I'd like to see a bit more discussion from the perspective of the potential patient, while acknowledging that you only had simulated patients. Paper focuses too much on the clinician perspective but forgets the patient's voice. What is it like to answer the questionnaire? Is it potentially frustrating if it asks you a bunch of seemingly irrelevant questions? Is it time consuming? Is it difficult to understand the questions? Does it provide appropriate options for the answer you select? Clinics will not implement this system if it annoys or upsets their patients, even if it does slightly improve diagnosis and clinician interview time.
Limitations
You do touch on most of the limitations I raised above, but I'd still suggest reviewing this section in light of the limitations I discussed above and see if you can't make it clearer.
Generally fine.
Author Response
Response to Reviewer 1
1.Abstract
"Medical interviews are expected to undergo a major transformation through the use of artificial intelligence. However, research on the accuracy and effectiveness of artificial intelligence-based diagnosis systems is limited." - strange assertion to make. AI based diagnosis systems research goes back into the 1980s, and there's lots of papers excitedly claiming they're "very good" - the real catch is that very few of these research tools ever make it into practice, either because they don't fit workflows, they're overly specific, or they're incredibly cumbersome to maintain and update.
"A randomized, controlled trial to determine the usefulness of an artificial intelligence-based support system was conducted." - what AI based system? Should be stated.
Response to your comment
Thank you for your comment. I have revised our abstract accordingly. As you point out, we are not sufficiently familiar with the history of the relationship between medicine and artificial intelligence. I have revised the manuscript as follows based on your suggestion.

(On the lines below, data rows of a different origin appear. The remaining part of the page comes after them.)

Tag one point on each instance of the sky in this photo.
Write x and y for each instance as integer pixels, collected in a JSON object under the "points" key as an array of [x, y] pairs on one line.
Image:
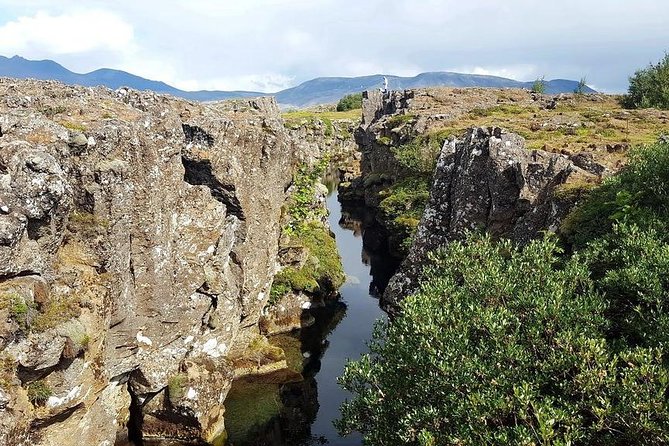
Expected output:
{"points": [[269, 45]]}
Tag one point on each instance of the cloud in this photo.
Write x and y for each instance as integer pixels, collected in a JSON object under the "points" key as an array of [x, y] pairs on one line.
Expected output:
{"points": [[268, 44], [70, 33], [521, 72], [266, 83]]}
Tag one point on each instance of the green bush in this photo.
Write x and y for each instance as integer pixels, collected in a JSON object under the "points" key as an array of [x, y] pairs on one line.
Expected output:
{"points": [[350, 102], [402, 206], [322, 273], [300, 203], [539, 85], [505, 346], [649, 87], [176, 387], [630, 267], [39, 392], [639, 194], [580, 88]]}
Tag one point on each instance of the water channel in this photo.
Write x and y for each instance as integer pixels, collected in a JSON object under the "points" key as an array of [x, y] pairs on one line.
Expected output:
{"points": [[302, 413]]}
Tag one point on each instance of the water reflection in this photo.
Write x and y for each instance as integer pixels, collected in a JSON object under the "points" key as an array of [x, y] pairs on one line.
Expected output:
{"points": [[267, 411]]}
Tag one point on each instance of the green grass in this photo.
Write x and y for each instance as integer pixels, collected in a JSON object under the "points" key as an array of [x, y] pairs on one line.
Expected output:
{"points": [[248, 408], [402, 206], [54, 312], [39, 392], [398, 120], [176, 387], [295, 119], [322, 273], [18, 309]]}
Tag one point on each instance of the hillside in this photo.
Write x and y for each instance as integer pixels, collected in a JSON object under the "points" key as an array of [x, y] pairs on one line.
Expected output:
{"points": [[316, 91]]}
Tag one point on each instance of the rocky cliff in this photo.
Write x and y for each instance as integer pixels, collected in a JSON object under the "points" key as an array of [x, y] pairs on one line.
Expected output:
{"points": [[484, 178], [138, 241], [488, 181]]}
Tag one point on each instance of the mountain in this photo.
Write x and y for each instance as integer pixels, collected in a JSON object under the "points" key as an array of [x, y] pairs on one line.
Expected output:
{"points": [[322, 90]]}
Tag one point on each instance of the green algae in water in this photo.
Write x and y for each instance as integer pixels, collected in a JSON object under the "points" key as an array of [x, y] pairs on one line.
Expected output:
{"points": [[249, 407]]}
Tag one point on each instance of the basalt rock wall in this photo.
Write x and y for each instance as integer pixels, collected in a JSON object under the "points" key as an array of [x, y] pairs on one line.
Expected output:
{"points": [[138, 241]]}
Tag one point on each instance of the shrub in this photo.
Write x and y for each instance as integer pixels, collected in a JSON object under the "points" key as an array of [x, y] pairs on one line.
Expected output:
{"points": [[17, 308], [580, 88], [505, 346], [649, 87], [350, 102], [176, 387], [539, 85], [639, 194], [322, 273], [39, 392], [630, 267], [398, 120], [402, 206]]}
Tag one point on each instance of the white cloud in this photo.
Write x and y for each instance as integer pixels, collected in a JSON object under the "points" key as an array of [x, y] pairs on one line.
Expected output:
{"points": [[521, 72], [71, 33], [266, 83], [269, 44]]}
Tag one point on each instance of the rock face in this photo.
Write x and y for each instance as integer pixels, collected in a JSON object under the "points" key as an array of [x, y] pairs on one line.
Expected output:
{"points": [[487, 181], [138, 241]]}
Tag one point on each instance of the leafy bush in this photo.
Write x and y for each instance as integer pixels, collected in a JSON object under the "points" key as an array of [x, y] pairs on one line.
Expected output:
{"points": [[39, 392], [649, 87], [505, 346], [322, 272], [630, 267], [402, 206], [639, 194], [580, 88], [350, 102]]}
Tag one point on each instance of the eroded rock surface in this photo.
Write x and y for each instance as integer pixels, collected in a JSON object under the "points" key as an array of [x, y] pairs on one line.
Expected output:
{"points": [[486, 181], [138, 240]]}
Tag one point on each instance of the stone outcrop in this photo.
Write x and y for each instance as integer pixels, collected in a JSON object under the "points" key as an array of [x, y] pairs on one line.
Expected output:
{"points": [[138, 241], [486, 181]]}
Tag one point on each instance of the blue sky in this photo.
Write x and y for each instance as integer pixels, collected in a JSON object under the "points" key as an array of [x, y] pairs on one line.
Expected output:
{"points": [[267, 45]]}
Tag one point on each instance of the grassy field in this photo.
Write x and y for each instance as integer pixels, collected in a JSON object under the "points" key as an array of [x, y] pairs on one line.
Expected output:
{"points": [[579, 123]]}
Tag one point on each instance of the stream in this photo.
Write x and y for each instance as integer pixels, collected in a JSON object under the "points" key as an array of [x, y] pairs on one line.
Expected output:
{"points": [[302, 413]]}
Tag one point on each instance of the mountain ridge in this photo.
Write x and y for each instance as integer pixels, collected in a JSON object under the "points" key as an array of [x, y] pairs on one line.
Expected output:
{"points": [[321, 90]]}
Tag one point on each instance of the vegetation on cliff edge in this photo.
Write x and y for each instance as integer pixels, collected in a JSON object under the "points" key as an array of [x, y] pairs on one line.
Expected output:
{"points": [[649, 87], [534, 345], [322, 272]]}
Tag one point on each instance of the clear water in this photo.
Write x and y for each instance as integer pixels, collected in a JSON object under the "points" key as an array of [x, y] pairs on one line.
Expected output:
{"points": [[348, 339], [302, 414]]}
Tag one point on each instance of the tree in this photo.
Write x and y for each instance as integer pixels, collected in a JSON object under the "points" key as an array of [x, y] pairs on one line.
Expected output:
{"points": [[649, 87]]}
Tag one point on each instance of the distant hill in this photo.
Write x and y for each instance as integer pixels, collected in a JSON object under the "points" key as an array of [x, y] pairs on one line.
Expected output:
{"points": [[322, 90]]}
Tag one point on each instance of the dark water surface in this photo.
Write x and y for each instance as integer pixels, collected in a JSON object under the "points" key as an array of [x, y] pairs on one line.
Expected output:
{"points": [[302, 413], [348, 339], [262, 413]]}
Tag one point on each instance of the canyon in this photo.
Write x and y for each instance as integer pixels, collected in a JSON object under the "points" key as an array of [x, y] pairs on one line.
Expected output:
{"points": [[140, 236]]}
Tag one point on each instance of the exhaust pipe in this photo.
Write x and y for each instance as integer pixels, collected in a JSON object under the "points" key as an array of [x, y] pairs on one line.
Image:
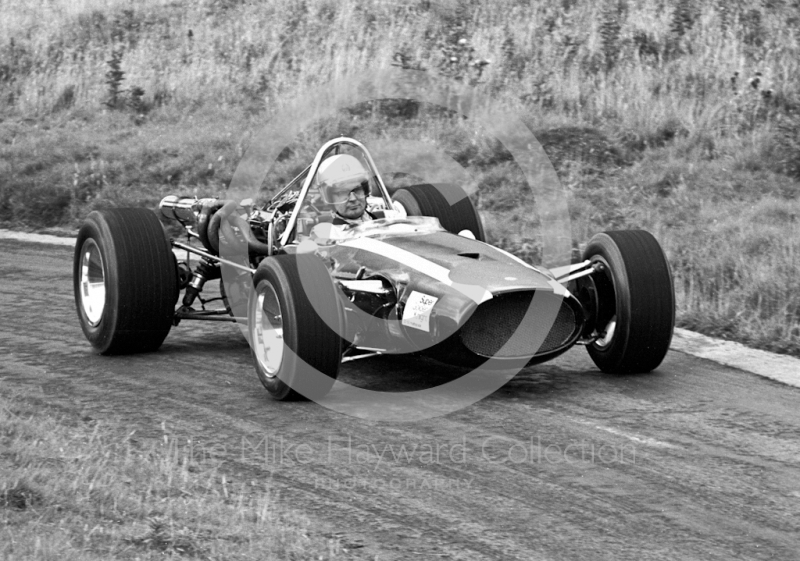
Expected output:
{"points": [[182, 209]]}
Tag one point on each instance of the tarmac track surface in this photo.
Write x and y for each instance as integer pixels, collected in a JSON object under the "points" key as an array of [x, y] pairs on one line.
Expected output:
{"points": [[693, 461]]}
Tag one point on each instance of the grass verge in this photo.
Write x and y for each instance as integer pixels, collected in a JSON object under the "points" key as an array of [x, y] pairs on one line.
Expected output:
{"points": [[80, 489]]}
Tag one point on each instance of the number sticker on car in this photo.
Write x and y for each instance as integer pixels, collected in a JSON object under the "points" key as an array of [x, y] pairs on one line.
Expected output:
{"points": [[417, 313]]}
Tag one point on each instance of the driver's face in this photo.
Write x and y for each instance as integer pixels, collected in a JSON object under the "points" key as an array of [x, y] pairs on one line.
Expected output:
{"points": [[354, 206]]}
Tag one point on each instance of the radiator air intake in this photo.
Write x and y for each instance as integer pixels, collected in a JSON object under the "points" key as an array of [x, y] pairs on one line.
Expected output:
{"points": [[493, 324]]}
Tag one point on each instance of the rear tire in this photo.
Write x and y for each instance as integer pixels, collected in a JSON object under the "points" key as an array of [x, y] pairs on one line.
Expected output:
{"points": [[435, 201], [125, 281], [634, 301], [294, 324]]}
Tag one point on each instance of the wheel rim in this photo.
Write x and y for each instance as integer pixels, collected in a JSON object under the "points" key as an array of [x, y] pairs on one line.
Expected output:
{"points": [[92, 283], [268, 331]]}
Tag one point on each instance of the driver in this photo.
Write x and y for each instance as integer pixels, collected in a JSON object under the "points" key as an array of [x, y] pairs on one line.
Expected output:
{"points": [[343, 183]]}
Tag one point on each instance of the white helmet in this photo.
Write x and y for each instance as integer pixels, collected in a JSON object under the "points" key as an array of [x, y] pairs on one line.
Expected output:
{"points": [[339, 175]]}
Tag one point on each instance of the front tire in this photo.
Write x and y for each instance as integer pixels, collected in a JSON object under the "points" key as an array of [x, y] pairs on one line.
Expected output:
{"points": [[633, 301], [294, 322], [125, 281], [435, 201]]}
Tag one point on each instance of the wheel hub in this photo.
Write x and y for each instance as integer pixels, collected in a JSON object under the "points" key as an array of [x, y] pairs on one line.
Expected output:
{"points": [[92, 283]]}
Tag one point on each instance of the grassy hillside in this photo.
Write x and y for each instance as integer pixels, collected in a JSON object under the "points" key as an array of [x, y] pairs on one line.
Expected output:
{"points": [[679, 116], [78, 490]]}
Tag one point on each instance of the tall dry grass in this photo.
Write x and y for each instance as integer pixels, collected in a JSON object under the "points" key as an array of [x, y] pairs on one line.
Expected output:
{"points": [[76, 489]]}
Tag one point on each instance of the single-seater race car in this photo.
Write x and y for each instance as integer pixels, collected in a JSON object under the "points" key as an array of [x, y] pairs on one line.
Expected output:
{"points": [[317, 284]]}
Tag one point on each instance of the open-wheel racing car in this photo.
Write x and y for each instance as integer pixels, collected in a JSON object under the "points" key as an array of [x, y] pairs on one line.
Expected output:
{"points": [[413, 274]]}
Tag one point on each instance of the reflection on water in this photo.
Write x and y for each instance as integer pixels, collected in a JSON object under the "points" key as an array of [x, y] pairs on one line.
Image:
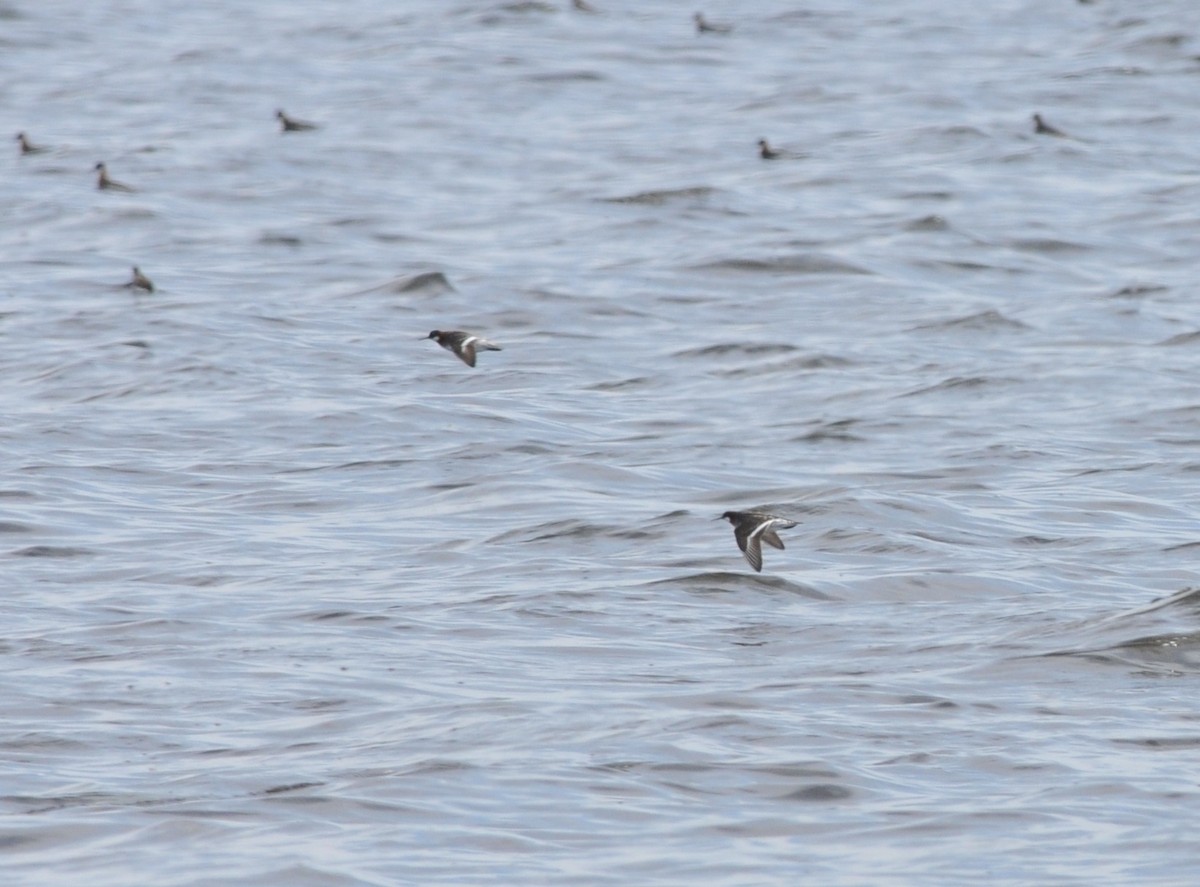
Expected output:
{"points": [[277, 567]]}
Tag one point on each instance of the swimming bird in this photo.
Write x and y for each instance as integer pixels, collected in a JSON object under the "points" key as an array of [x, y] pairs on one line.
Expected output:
{"points": [[293, 125], [141, 281], [105, 184], [27, 147], [463, 345], [1043, 129], [751, 528], [705, 27]]}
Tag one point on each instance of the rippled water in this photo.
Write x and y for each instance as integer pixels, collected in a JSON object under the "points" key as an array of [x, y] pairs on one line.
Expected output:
{"points": [[294, 597]]}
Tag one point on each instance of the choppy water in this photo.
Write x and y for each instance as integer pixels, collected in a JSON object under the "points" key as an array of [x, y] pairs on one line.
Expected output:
{"points": [[293, 597]]}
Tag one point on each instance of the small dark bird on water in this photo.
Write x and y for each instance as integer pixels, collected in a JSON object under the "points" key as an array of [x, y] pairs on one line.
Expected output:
{"points": [[141, 281], [105, 184], [751, 528], [705, 27], [292, 124], [28, 147], [1043, 129], [463, 345]]}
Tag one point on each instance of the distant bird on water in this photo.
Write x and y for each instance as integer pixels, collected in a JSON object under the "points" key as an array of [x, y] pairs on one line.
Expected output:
{"points": [[463, 345], [1043, 129], [751, 528], [141, 281], [292, 124], [705, 27], [27, 147], [105, 184]]}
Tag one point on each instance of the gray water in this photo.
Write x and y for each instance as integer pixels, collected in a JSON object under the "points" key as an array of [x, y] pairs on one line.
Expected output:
{"points": [[293, 597]]}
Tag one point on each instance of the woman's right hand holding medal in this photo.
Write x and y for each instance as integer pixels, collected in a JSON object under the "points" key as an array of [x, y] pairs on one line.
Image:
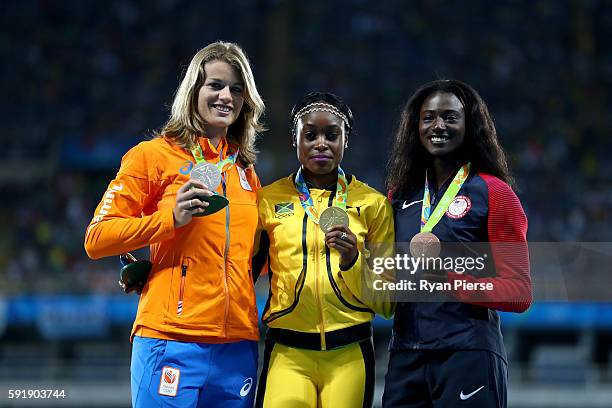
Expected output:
{"points": [[189, 202]]}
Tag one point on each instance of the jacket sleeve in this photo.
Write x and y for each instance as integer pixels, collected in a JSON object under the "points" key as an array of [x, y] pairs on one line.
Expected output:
{"points": [[360, 277], [118, 224], [261, 249], [507, 232]]}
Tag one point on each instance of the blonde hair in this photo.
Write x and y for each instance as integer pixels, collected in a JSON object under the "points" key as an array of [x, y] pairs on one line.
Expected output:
{"points": [[185, 123]]}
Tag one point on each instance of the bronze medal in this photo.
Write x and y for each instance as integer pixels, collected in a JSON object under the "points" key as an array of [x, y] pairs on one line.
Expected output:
{"points": [[425, 244]]}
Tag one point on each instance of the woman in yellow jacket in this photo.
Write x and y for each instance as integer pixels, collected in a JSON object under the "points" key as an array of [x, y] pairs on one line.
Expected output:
{"points": [[319, 350], [195, 334]]}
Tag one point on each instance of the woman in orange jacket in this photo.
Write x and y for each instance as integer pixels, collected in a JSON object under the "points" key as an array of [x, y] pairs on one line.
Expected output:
{"points": [[195, 334]]}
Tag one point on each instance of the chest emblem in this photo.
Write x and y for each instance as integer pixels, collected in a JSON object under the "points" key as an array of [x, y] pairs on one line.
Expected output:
{"points": [[282, 210], [459, 207]]}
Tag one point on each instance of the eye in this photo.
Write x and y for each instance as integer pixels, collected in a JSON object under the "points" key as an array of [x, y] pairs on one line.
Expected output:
{"points": [[332, 136], [427, 117], [310, 135]]}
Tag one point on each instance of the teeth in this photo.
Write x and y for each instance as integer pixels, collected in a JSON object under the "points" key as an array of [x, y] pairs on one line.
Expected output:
{"points": [[439, 139]]}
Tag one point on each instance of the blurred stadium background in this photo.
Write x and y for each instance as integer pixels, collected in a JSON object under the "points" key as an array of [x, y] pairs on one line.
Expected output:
{"points": [[85, 81]]}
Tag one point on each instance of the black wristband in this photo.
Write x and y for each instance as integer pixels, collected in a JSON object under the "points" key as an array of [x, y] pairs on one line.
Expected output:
{"points": [[350, 265]]}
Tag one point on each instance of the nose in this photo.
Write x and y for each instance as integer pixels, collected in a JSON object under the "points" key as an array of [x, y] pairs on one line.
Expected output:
{"points": [[225, 94], [439, 124], [321, 143]]}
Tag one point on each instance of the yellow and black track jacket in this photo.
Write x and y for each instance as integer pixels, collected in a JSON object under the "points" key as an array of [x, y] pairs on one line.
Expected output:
{"points": [[308, 291]]}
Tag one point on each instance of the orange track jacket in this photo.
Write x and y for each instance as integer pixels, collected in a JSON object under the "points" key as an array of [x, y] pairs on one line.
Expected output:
{"points": [[200, 287]]}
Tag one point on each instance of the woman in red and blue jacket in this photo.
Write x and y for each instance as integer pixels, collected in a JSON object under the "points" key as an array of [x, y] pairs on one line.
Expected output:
{"points": [[446, 153]]}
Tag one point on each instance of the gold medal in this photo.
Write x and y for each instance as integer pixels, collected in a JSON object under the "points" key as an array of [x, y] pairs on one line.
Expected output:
{"points": [[331, 217], [425, 244]]}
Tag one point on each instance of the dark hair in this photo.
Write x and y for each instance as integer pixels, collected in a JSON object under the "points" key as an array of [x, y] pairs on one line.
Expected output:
{"points": [[326, 97], [409, 159]]}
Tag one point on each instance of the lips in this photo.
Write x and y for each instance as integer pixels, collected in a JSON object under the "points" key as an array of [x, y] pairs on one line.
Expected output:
{"points": [[223, 109], [439, 139], [320, 158]]}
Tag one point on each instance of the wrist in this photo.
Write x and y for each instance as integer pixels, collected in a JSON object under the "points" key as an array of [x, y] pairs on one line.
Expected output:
{"points": [[346, 265]]}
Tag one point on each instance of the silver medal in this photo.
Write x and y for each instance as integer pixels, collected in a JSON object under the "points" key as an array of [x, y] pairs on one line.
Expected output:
{"points": [[208, 174]]}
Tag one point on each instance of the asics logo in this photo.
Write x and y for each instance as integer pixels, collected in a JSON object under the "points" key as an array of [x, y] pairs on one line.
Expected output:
{"points": [[470, 395], [186, 167], [248, 383]]}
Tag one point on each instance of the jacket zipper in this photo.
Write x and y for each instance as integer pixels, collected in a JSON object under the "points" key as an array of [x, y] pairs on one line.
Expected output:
{"points": [[318, 285], [179, 309], [227, 242]]}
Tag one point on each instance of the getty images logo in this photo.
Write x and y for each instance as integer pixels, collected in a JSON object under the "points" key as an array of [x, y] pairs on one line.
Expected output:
{"points": [[246, 388]]}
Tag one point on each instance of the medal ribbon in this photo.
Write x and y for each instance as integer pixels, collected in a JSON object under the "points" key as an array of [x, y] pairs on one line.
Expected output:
{"points": [[306, 199], [429, 220], [222, 165]]}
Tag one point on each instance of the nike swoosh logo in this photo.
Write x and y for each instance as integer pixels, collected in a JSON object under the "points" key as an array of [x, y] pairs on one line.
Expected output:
{"points": [[404, 205], [470, 395]]}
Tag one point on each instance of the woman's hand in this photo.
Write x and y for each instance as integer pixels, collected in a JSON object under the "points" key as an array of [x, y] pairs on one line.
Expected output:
{"points": [[188, 202], [343, 240]]}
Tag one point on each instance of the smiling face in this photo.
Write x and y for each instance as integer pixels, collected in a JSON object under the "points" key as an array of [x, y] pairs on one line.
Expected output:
{"points": [[442, 124], [221, 97], [321, 137]]}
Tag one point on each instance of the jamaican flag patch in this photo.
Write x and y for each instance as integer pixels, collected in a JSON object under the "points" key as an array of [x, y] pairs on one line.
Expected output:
{"points": [[282, 210]]}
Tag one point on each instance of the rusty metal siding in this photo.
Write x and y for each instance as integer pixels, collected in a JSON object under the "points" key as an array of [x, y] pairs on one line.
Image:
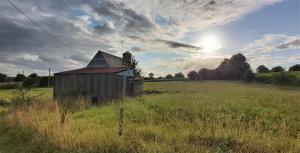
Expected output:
{"points": [[103, 86]]}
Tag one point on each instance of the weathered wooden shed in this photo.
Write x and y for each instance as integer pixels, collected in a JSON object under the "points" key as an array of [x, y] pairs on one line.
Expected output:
{"points": [[104, 78]]}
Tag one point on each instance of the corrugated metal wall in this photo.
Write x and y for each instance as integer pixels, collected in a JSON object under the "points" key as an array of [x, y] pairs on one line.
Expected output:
{"points": [[103, 86]]}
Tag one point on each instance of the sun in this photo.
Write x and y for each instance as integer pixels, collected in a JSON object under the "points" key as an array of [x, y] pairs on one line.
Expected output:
{"points": [[210, 42]]}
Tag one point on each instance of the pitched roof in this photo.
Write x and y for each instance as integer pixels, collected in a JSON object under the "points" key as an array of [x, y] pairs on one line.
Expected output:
{"points": [[102, 59], [95, 70]]}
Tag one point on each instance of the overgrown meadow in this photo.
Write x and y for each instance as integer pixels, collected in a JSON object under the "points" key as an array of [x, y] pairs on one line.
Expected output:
{"points": [[203, 116]]}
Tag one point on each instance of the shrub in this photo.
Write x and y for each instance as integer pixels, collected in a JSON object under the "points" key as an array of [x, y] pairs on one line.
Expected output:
{"points": [[30, 82], [249, 76], [295, 67], [284, 79], [193, 75], [277, 69], [10, 85], [262, 69], [263, 78]]}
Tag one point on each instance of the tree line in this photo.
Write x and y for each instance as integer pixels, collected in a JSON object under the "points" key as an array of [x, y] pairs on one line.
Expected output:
{"points": [[264, 69], [32, 80]]}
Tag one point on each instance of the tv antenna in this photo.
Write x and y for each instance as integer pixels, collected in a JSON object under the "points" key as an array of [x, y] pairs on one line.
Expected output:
{"points": [[122, 43]]}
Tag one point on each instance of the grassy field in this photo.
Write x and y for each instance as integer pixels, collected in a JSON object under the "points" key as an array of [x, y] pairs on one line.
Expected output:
{"points": [[208, 116]]}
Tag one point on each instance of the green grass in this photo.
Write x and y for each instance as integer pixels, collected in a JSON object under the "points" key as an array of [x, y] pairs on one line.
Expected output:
{"points": [[296, 73], [41, 93], [208, 116]]}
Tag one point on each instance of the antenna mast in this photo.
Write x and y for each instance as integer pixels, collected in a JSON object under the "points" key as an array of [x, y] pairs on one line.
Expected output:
{"points": [[122, 43]]}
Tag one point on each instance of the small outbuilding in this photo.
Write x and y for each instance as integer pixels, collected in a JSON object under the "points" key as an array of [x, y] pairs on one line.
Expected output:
{"points": [[106, 77]]}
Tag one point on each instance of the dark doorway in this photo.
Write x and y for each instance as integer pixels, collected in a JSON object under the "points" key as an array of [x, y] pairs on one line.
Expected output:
{"points": [[129, 86]]}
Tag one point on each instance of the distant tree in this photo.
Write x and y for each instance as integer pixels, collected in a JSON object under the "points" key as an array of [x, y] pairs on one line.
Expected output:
{"points": [[179, 75], [33, 76], [233, 68], [20, 77], [295, 67], [193, 75], [3, 77], [249, 76], [277, 69], [44, 80], [169, 76], [207, 74], [262, 69], [151, 75]]}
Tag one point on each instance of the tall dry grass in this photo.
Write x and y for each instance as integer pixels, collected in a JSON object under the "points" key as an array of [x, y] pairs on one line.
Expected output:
{"points": [[185, 117]]}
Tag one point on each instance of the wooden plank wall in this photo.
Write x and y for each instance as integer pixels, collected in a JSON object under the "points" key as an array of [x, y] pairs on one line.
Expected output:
{"points": [[104, 86]]}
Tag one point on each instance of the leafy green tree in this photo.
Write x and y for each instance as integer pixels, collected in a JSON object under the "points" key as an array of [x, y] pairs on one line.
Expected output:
{"points": [[277, 69], [233, 68], [295, 67], [262, 69], [193, 75], [249, 76]]}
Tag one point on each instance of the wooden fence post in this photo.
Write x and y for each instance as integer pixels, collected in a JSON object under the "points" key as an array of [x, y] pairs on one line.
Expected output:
{"points": [[120, 122]]}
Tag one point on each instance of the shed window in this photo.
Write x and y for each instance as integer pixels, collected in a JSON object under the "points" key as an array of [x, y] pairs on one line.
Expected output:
{"points": [[94, 100]]}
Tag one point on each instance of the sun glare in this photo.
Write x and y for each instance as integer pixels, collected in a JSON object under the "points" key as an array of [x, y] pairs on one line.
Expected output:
{"points": [[210, 42]]}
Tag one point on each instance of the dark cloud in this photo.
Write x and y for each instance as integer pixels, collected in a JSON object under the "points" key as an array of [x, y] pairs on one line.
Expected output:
{"points": [[16, 37], [129, 20], [174, 44], [103, 29], [79, 57], [136, 49], [289, 44]]}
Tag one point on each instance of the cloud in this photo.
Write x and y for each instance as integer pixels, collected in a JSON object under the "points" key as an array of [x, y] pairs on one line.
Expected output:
{"points": [[87, 26], [273, 43], [292, 44], [126, 20], [174, 44], [104, 29], [136, 49]]}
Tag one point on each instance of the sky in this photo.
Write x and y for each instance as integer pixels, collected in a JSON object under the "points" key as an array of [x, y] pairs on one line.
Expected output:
{"points": [[165, 36]]}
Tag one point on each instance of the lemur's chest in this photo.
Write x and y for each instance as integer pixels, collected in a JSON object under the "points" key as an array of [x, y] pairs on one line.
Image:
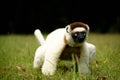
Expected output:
{"points": [[68, 51]]}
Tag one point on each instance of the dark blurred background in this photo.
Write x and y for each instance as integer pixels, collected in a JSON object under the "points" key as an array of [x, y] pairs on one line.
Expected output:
{"points": [[22, 16]]}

“However, artificial intelligence-based systems that support medical interviews are not yet wide-spread in Japan, and their usefulness is unclear. A randomized, controlled trial to determine the usefulness of a commercial medical interview support system using a question flow chart-type application based on a Bayesian model was conducted.”
2.Introduction
"To the best of our knowledge, no reports have evaluated the effectiveness of an artificial intelligence-based system for assisting the medical interview process." - do a literature review using the term "expert system" and you'll find many, in fact the concept of backward chaining expert systems was specifically developed for medical interviewing from the perspective of differential diagnosis i.e. you know they're sick but you ask a series of questions to narrow down what type of sickness. They will be mostly focused on a particular domain i.e. cardiovascular, or thyroid, or perhaps the most famous and first one of this type - bacterial infections (MYCIN), etc. but it was a huge area of research in the 80s in particular. The results were invariably quite good on paper, but they never got used in practice. Ultimately they were such a commercial failure that barely anyone continued researching through the 90s.
Response to your comment
I have revised our introduction based on your comment, as below.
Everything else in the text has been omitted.